What Do Rising Oil Prices Mean for Gold?
Posted onThe rising price of oil is a concern for many Americans. The average price of a gallon of gasoline reached an all-time high just weeks ago.
Oil is becoming more expensive for three reasons.
- Demand is rising as the economy continues to return to normal as the country learns to manage COVID.
- The war in Ukraine has altered the supply chain. Energy companies like Shell, BP, and Exxon have all exited their energy deals with Russia. Meanwhile, President Biden has initiated a ban on Russian oil imports.
- US oil producers are still hesitant to expand production. The number of oil rigs in the country has been dropping in recent years as the economics of oil production become less favorable. Getting new rigs built and up to production is time consuming and expensive.
While the reason for rising oil prices seems, clear one question remains: What does this mean for gold prices?

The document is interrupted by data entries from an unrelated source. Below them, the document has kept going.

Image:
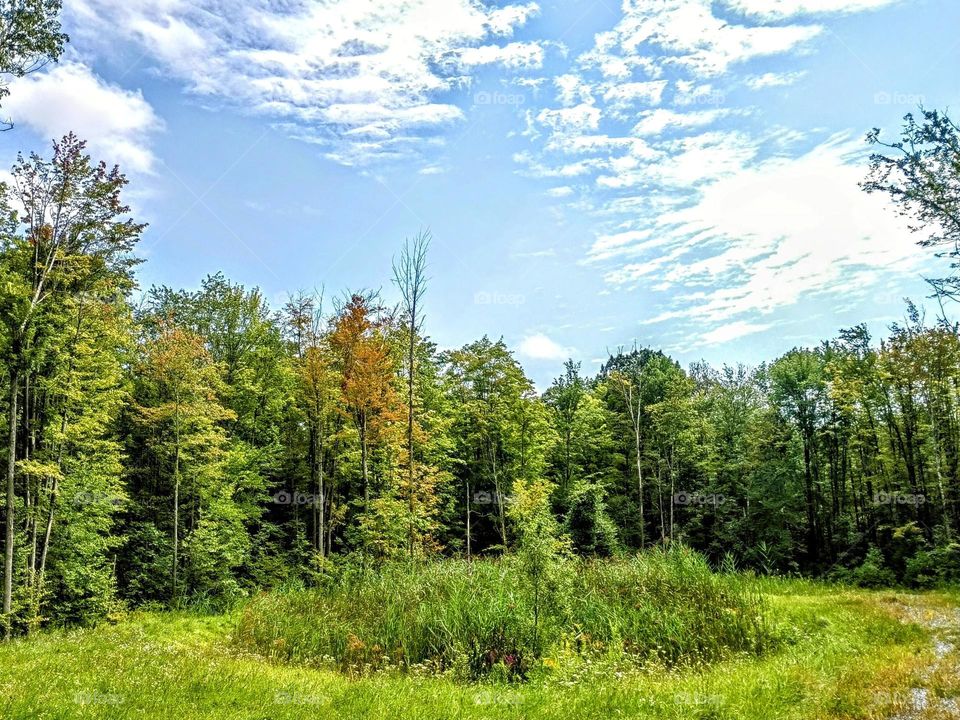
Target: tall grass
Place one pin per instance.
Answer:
(477, 618)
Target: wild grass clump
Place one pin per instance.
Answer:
(485, 619)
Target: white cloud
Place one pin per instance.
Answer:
(658, 34)
(515, 56)
(733, 331)
(758, 82)
(571, 89)
(780, 9)
(655, 122)
(117, 124)
(541, 347)
(774, 233)
(360, 77)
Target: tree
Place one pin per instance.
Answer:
(181, 410)
(367, 372)
(921, 173)
(409, 274)
(70, 232)
(30, 37)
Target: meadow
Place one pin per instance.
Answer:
(658, 636)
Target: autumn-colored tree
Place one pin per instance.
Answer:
(182, 412)
(367, 369)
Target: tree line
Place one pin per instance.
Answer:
(193, 446)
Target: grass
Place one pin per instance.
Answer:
(846, 656)
(476, 619)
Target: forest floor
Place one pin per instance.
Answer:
(873, 655)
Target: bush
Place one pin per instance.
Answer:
(477, 619)
(872, 573)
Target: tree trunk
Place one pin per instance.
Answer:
(176, 517)
(468, 521)
(10, 515)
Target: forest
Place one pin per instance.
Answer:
(201, 444)
(315, 503)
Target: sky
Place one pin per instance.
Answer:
(681, 174)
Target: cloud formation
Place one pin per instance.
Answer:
(118, 124)
(362, 78)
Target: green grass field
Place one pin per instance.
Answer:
(843, 654)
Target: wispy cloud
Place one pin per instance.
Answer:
(541, 347)
(359, 77)
(118, 124)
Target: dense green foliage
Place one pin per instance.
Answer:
(203, 445)
(200, 445)
(851, 658)
(483, 618)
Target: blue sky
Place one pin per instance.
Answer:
(675, 173)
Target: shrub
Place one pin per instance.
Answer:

Research from Resources Policy shows that there has been a positive price correlation between the price of oil and the price of gold for more than 80% of the last 50 years. One possible reason for this correlation is uncertainty.
A disruption to the global oil supply tends to be the result of unforeseen events like war, geopolitical tensions, or a recession. During times of uncertainty investors often seek assets that offer a degree of protection from wild swings in investing markets. Gold serves this need because it is often considered a “haven” asset which is less influenced by interest rates, supply chain constraints, and counterparty risks.
Researchers sometimes call this correlation the “spillover effect” which occurs when “a large information shock increases the return correlation not just in the market in question, but also in other markets” according to a publication in Energy Research Letters.
Interestingly, the degree of the spillover effect can intensify during periods. For example, one body of research discovered “more pronounced volatility spillovers across commodity futures markets, including oil and gold, in post-crisis periods, including the global financial crisis…and two European debt crises.”
The research from the publication also shows that oil returns have been more volatile than gold returns which seems to reinforce the notion that gold is effective at preserving wealth during periods of upheaval.
The research also shows that the spillover effect has been more pronounced in the setting of the COVID pandemic.
In aggregate this data is a reminder that investors can mitigate the effects of global uncertainty by allocating a portion of their investable assets to gold. This strategy is likely even more effective when instability impacts the oil market because rising oil prices are so salient. Every American that fills their car with gasoline is aware – on a near daily basis – of the rising price of oil.
The degree and duration of uncertainty in the world is of course not something an investor can control. They can only prepare for it and react to it. Research like this is a reminder that often the best way to do so is with gold.